Reputation: 11
I'm trying to scrape some listings property websites from the list. I wrote simple code to get data from one url, but when I'm trying with list ['url1','url2'] I have nothing as the result. I was trying also with csv list, but I still have nothing. I checked a lot of similar topics, but still empty result.
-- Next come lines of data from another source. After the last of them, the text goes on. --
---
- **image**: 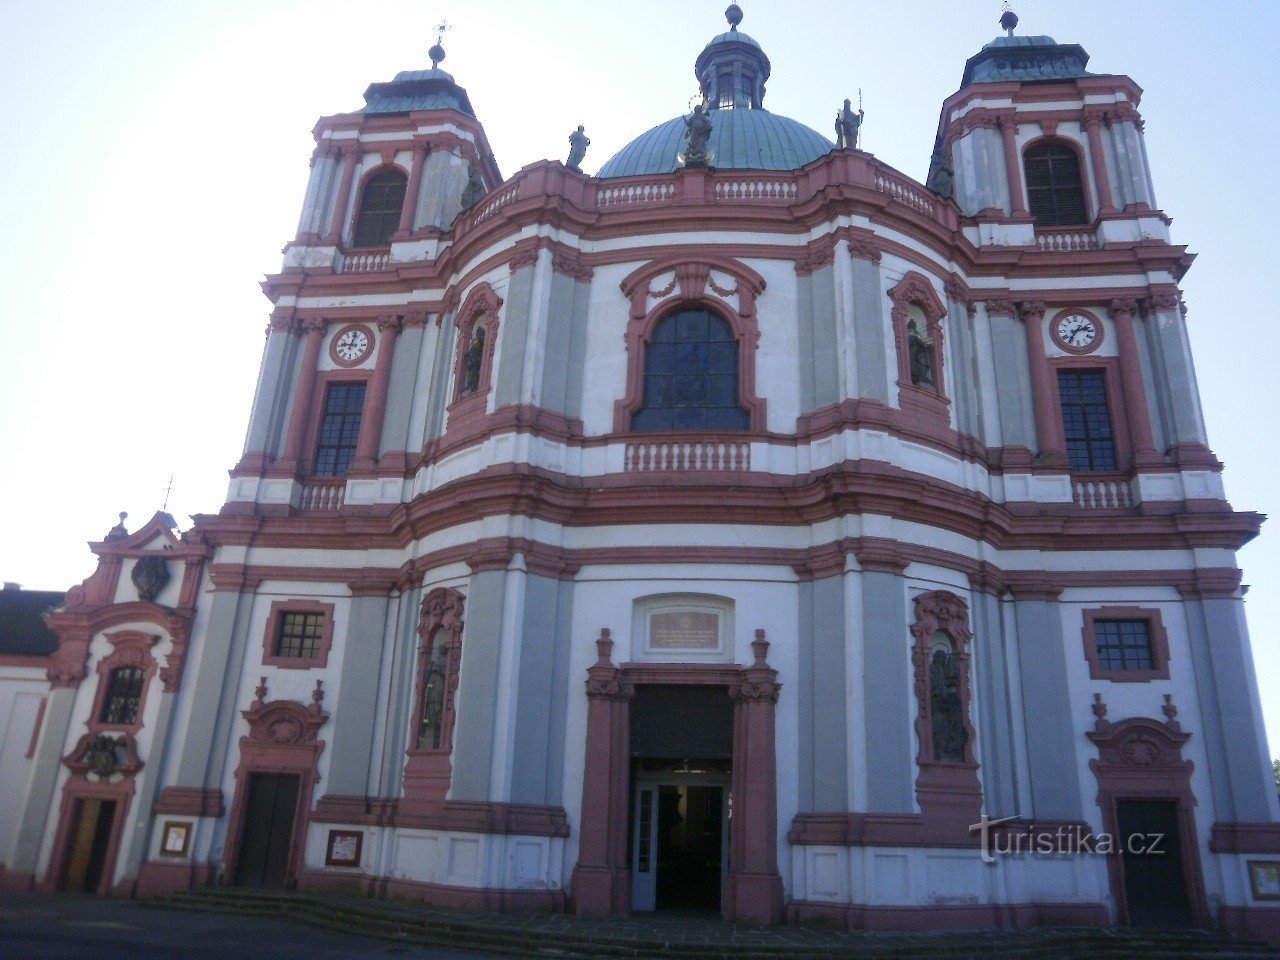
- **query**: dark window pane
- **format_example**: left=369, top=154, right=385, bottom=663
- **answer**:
left=100, top=667, right=146, bottom=725
left=1095, top=619, right=1154, bottom=671
left=275, top=612, right=326, bottom=660
left=1058, top=369, right=1116, bottom=472
left=314, top=382, right=366, bottom=477
left=1025, top=143, right=1088, bottom=227
left=352, top=169, right=407, bottom=247
left=632, top=309, right=749, bottom=433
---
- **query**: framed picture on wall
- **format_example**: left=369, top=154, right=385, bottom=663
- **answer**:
left=325, top=830, right=363, bottom=867
left=1249, top=861, right=1280, bottom=900
left=159, top=821, right=192, bottom=858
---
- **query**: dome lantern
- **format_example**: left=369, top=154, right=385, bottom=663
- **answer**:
left=694, top=5, right=772, bottom=110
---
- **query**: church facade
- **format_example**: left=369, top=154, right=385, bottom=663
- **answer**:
left=2, top=7, right=1278, bottom=942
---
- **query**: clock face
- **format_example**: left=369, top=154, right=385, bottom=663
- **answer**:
left=1053, top=312, right=1102, bottom=353
left=330, top=325, right=372, bottom=366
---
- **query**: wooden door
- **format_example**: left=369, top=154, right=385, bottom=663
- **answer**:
left=61, top=799, right=117, bottom=893
left=233, top=774, right=300, bottom=888
left=1116, top=799, right=1192, bottom=928
left=631, top=784, right=659, bottom=911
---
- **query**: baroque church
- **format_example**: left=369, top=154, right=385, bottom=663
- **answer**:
left=1, top=4, right=1278, bottom=943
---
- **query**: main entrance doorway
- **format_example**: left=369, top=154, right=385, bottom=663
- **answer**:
left=1116, top=799, right=1193, bottom=928
left=629, top=685, right=733, bottom=914
left=233, top=773, right=300, bottom=888
left=60, top=798, right=117, bottom=893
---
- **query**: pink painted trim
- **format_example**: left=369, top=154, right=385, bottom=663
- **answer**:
left=787, top=899, right=1110, bottom=932
left=0, top=654, right=50, bottom=668
left=347, top=161, right=410, bottom=249
left=1019, top=302, right=1069, bottom=468
left=350, top=316, right=401, bottom=472
left=134, top=860, right=216, bottom=898
left=323, top=147, right=361, bottom=244
left=401, top=587, right=466, bottom=812
left=1209, top=822, right=1280, bottom=854
left=45, top=776, right=136, bottom=894
left=291, top=367, right=374, bottom=479
left=277, top=318, right=328, bottom=471
left=1020, top=135, right=1096, bottom=223
left=311, top=795, right=569, bottom=836
left=1108, top=299, right=1161, bottom=465
left=394, top=143, right=429, bottom=240
left=24, top=697, right=46, bottom=758
left=1051, top=354, right=1133, bottom=471
left=1081, top=607, right=1170, bottom=682
left=299, top=869, right=567, bottom=913
left=1218, top=905, right=1280, bottom=948
left=1081, top=115, right=1118, bottom=215
left=998, top=115, right=1029, bottom=216
left=261, top=601, right=336, bottom=670
left=327, top=323, right=375, bottom=369
left=445, top=282, right=503, bottom=430
left=0, top=866, right=36, bottom=893
left=85, top=631, right=161, bottom=734
left=153, top=786, right=226, bottom=818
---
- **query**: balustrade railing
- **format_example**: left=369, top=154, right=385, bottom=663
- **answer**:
left=624, top=438, right=751, bottom=473
left=597, top=181, right=678, bottom=207
left=299, top=479, right=346, bottom=511
left=1074, top=477, right=1132, bottom=510
left=471, top=184, right=520, bottom=226
left=1036, top=227, right=1100, bottom=252
left=874, top=171, right=936, bottom=217
left=714, top=178, right=797, bottom=202
left=338, top=248, right=390, bottom=272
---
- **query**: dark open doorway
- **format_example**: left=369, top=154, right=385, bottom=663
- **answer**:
left=234, top=773, right=300, bottom=888
left=61, top=799, right=117, bottom=893
left=1116, top=799, right=1193, bottom=928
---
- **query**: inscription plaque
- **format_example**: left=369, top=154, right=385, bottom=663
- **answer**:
left=649, top=610, right=720, bottom=651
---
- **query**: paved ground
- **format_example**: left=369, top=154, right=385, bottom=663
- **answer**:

Could you help me please to understand how to do it?
'''
import lxml
import requests
import pandas as pd
from bs4 import BeautifulSoup
url = 'https://www.zillow.com/homedetails/105-Itasca-St-Boston-MA-02126/59137872_zpid/'
response = requests.get(url)
req_headers = {
'accept':
'text/html,application/xhtml+xml,application/xml;q=0.9,image/webp,image/apng,*/*;q=0.8',
'accept-encoding': 'gzip, deflate, br',
'accept-language': 'en-US,en;q=0.8',
'upgrade-insecure-requests': '1',
'user-agent': 'Mozilla/5.0 (Windows NT 10.0; Win64; x64) AppleWebKit/537.36 (KHTML, like
Gecko) Chrome/61.0.3163.100 Safari/537.36'
}
with requests.Session() as s:
url
r = s.get(url, headers=req_headers)
soup = BeautifulSoup(r.content, 'lxml')
price = soup.find('span', {'class': 'ds-value'}).text
property_type = soup.find('span', {'class': 'ds-home-fact-value'}).text
address = soup.find('h1', {'class': 'ds-address-container'}).text
price, property_type, address '''
Upvotes: 0
Views: 675
Reputation: 305
To accomplish what you're asking to do with multiple urls, all you need to do is put them in a list and iterate over it:
import requests
from bs4 import BeautifulSoup
urls = [
'https://www.zillow.com/homedetails/105-Itasca-St-Boston-MA-02126/59137872_zpid/',
]
with requests.Session() as s:
for url in urls:
r = s.get(url)
soup = BeautifulSoup(r.text, 'html.parser')
# do something with soup
However, the main issue here is that pretty much everything interesting on your example webpage seems to be generated by JavaScript. For example, if you:
print(soup.body)
You'll see the body of html for this webpage has next to nothing (no price, no house details, etc.), save for a captcha mechanism to verify you're a human. You'll need to find a way to wait for the JavaScript to be rendered on the page to be able to scrape the details. Look into the python module selenium as a potential workaround for accomplishing this.
Upvotes: 2